Friday, November 3, 2017

The Dead

3rd November 2017

When I walk through my stable of dead heroes, feeding to them their allotment of ghost hay, what strikes me is how fleeting is the whole farm and stable thing, those plowed fields of names and numbers, our own personal historical landscape. We preserve it because some of these phantoms have laid their stamp on yonder hill, on this hollow and dip,  on that line of trees punctuated across the horizon. Most of us are chaff and get tilled back in, and it is this prospect of anonymity that keeps us moving through our stables of the dead.
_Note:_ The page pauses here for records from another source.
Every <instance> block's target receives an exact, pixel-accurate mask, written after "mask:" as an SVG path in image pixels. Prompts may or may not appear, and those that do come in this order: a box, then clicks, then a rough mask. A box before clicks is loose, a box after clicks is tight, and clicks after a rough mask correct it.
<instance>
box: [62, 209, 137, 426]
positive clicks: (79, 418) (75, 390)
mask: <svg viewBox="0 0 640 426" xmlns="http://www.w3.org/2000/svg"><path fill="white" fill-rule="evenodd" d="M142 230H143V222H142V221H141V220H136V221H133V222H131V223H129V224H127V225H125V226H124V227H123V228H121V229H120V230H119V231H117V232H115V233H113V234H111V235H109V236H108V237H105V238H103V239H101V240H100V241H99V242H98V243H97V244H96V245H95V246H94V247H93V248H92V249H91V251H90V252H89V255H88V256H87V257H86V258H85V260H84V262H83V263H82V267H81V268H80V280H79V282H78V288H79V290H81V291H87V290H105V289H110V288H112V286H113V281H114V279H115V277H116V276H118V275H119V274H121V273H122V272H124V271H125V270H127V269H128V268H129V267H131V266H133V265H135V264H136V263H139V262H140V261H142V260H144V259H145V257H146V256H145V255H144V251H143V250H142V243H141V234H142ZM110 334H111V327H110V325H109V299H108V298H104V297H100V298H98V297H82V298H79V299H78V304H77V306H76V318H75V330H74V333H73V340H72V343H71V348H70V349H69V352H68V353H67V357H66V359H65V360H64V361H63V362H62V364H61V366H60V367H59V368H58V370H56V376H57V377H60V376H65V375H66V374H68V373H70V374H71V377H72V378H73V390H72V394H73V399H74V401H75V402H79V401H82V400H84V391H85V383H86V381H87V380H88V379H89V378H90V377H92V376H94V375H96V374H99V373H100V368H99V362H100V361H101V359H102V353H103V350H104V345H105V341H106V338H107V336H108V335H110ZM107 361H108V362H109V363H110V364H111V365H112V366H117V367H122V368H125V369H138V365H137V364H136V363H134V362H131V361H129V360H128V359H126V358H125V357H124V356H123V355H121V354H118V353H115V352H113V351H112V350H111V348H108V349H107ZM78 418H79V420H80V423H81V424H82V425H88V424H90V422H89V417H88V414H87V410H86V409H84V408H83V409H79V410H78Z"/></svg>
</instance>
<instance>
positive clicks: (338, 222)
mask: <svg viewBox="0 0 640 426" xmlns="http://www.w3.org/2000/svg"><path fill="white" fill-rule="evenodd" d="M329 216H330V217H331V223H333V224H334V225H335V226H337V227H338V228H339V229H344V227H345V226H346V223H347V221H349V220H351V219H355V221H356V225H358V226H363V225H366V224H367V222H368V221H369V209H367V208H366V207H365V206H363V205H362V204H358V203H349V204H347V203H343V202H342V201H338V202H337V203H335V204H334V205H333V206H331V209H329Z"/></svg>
I suppose different stalls in that stable have different functions: there's the one of dead ancestors and family, the ones that have to stay with us because they were too known, too much a part of the measure of ourselves. We go into that stall and pull out the ossuaries, the clean white bones of the dead father, those other bones that go back further and are almost turned to stone by now: the great-grandmother after whom you were named, the great-grandfather who took a bullet in the neck at Flanders.
But the place I spend the most time is in the stall of those people we never knew but whose lines of thought and speech still make the world for us a warmer place. These bones came to us like collectors pieces, across the counter of ideology; we have taken them out often and polished them. Some we don't even look at anymore, because they belong back in the days of being young and easy. But we still like to know they are still there.


This is where we come in the lonely hours of night with our swinging lanterns. As we grow older, the hay in this stable doesn't smell so fresh anymore, but if we stay very still, we can still make out the faint aroma of movement, of horses flashing into the dark, of the turning pages of our numberless dreams.